L’Afrique dispose désormais d’un centre de recherche et de formation en diplomatie scientifique baptisé « Centre de Diplomatie Scientifique pour l’Afrique ». Il a été inauguré le 6 mai 2024 à Kigali, la capitale du Rwanda, au lendemain de la cinquième conférence annuelle du Réseau international en conseil scientifique gouvernemental (INGSA).

Ce centre est le fruit d’une collaboration entre SciTech DiploHub, le hub de diplomatie scientifique et technologique basé à Barcelone (Espagne), les gouvernements municipaux de Barcelone et de Kigali ainsi que des universités et académies scientifiques d’une cinquantaine de pays africains.

Selon le communiqué de presse qui a sanctionné son lancement, le centre « coordonnera les initiatives entre scientifiques, diplomates, décideurs politiques, entrepreneurs technologiques et entreprises multinationales, favorisant la recherche collaborative et le développement technologique en Afrique ».

“Il faudrait veiller à ce que les bénéfices de cette collaboration soient partagés de manière équilibrée pour que les chercheurs et les États africains puissent pleinement tirer parti des opportunités qu’offre ce centre de recherche”

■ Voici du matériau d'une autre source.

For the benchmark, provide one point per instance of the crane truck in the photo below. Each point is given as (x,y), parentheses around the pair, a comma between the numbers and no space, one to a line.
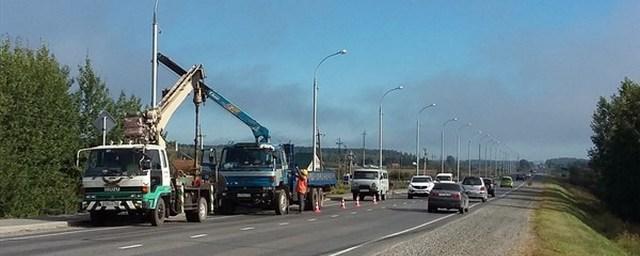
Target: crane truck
(135,177)
(258,174)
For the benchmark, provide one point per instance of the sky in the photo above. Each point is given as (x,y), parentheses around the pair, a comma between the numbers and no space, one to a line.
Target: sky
(528,73)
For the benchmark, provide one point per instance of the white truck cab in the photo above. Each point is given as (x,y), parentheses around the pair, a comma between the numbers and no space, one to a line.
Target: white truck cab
(370,182)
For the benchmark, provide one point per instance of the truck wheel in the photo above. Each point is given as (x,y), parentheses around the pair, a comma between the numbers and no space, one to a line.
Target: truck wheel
(320,197)
(157,214)
(282,203)
(200,214)
(97,218)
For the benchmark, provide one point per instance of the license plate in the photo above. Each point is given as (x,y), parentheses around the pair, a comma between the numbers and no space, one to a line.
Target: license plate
(109,203)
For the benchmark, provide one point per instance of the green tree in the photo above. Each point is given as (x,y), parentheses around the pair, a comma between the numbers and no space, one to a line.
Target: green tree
(616,151)
(38,127)
(91,98)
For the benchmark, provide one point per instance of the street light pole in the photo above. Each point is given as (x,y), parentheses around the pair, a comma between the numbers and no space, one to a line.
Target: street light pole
(380,122)
(418,137)
(315,106)
(442,142)
(458,148)
(469,150)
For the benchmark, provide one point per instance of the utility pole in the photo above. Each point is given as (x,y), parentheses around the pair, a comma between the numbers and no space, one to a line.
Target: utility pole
(364,137)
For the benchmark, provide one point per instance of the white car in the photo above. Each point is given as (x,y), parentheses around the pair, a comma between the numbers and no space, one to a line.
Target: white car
(444,177)
(370,182)
(420,186)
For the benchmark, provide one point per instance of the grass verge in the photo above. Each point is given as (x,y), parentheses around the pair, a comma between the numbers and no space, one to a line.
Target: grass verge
(571,221)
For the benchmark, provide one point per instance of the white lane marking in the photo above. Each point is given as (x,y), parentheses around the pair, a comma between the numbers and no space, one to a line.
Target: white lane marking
(198,236)
(223,217)
(392,235)
(58,234)
(130,246)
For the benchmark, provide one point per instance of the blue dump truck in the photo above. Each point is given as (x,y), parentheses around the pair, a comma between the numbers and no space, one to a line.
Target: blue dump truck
(256,174)
(263,176)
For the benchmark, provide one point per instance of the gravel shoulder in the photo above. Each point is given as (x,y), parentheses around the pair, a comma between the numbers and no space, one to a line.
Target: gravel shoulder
(500,228)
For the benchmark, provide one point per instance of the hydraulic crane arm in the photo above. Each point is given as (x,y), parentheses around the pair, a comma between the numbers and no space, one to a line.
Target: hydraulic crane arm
(260,132)
(150,126)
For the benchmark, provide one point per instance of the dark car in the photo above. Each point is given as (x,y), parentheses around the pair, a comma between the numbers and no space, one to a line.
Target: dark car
(449,196)
(491,186)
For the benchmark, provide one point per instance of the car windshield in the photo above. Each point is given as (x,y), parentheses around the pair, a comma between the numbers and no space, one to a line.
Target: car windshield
(421,179)
(234,158)
(443,178)
(113,162)
(474,181)
(447,186)
(363,175)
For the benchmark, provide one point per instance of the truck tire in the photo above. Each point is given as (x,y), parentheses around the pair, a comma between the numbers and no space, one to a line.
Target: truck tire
(281,203)
(320,198)
(200,214)
(157,215)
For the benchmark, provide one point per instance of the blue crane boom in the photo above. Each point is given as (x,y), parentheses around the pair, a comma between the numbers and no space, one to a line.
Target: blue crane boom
(260,132)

Shaheen Motala-Timol, INGSA-Afrique

En particulier, au cours de ses trois premières années d’activité, « le centre formera plus de 2 500 professionnels africains en diplomatie scientifique et technologique et soutiendra le développement de nouvelles stratégies en matière de politique scientifique pour une vingtaine de gouvernements nationaux et locaux de la région », peut-on lire.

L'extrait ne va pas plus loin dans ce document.